Il y a là, venus pour entériner le contrat de mariage, deux adouls, mais ils peuvent être trois ou quatre selon le désir des familles. Les adouls sont des hommes de loi musulmans qui ont des prérogatives juridiques. Ils sont différents des juges qui siègent au tribunal et rendent des verdicts. Le domaine d’intervention des adouls couvre l’acte d’allégeance, les actes relevant des contrats immobiliers, fonciers et de fonds de commerce, les actes de vente des titres de participation et actions dans les entreprises, en plus des actes d’état civil comme la succession, le mariage ou le divorce.
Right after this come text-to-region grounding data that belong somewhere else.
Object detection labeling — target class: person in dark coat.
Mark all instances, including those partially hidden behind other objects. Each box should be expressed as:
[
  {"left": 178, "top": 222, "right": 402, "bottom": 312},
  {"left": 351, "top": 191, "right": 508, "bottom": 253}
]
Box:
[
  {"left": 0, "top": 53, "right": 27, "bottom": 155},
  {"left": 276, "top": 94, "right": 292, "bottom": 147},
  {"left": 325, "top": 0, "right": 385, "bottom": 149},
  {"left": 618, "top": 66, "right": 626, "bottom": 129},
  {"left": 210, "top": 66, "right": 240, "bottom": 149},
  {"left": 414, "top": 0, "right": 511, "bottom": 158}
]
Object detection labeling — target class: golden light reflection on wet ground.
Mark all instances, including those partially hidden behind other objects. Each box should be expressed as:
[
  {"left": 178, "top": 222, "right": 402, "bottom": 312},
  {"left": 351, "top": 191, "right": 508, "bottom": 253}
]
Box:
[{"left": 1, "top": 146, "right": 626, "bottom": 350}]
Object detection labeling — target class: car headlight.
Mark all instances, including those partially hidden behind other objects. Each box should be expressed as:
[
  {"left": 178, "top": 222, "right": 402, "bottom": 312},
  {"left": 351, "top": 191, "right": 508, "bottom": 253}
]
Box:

Dans l’heureuse maison de la fiancée, les familles discutent pour faire connaissance, boivent le thé et mangent des gâteaux au miel avant de passer aux choses sérieuses : unir définitivement, devant Dieu, les deux tourtereaux. On appelle dès lors la promise qui sort de la pièce pour rejoindre les invités. Youyous, applaudissements joyeux, etc. Tout le monde est content.
Puis, solennellement, les adouls demandent silence, et lisent la sourate fatiha pour lancer le travail. Ce qu’ils s’apprêtent de conclure, c’est le «Akd nikah», nom musulman du contrat de mariage qui signifie littéralement... «Acte d’accouplement» ou «Acte de rapport sexuel». Certains désormais le traduisent plus joliment par «Acte du lit». C’est l’autorisation suprême pour que le couple entame une vie privée, au su de tous.
Cet acte est un document qui comporte moult informations sur les deux mariés, tel un état civil, mais il y a une partie réservée à la dot (sadaq en langue arabe) apportée par le futur mari, ou qu’il compte donner ultérieurement à sa femme. En général, le sadaq est constitué d’une somme d’argent, d’or et de bijoux, de biens immobiliers ou fonciers si ces derniers font partie de la dotation. C’est même «le clou de la soirée» dans la formalisation de l’acte du nikah, lorsque la belle-mère présente, aux yeux des familles, ce que le généreux marié a offert à sa fille.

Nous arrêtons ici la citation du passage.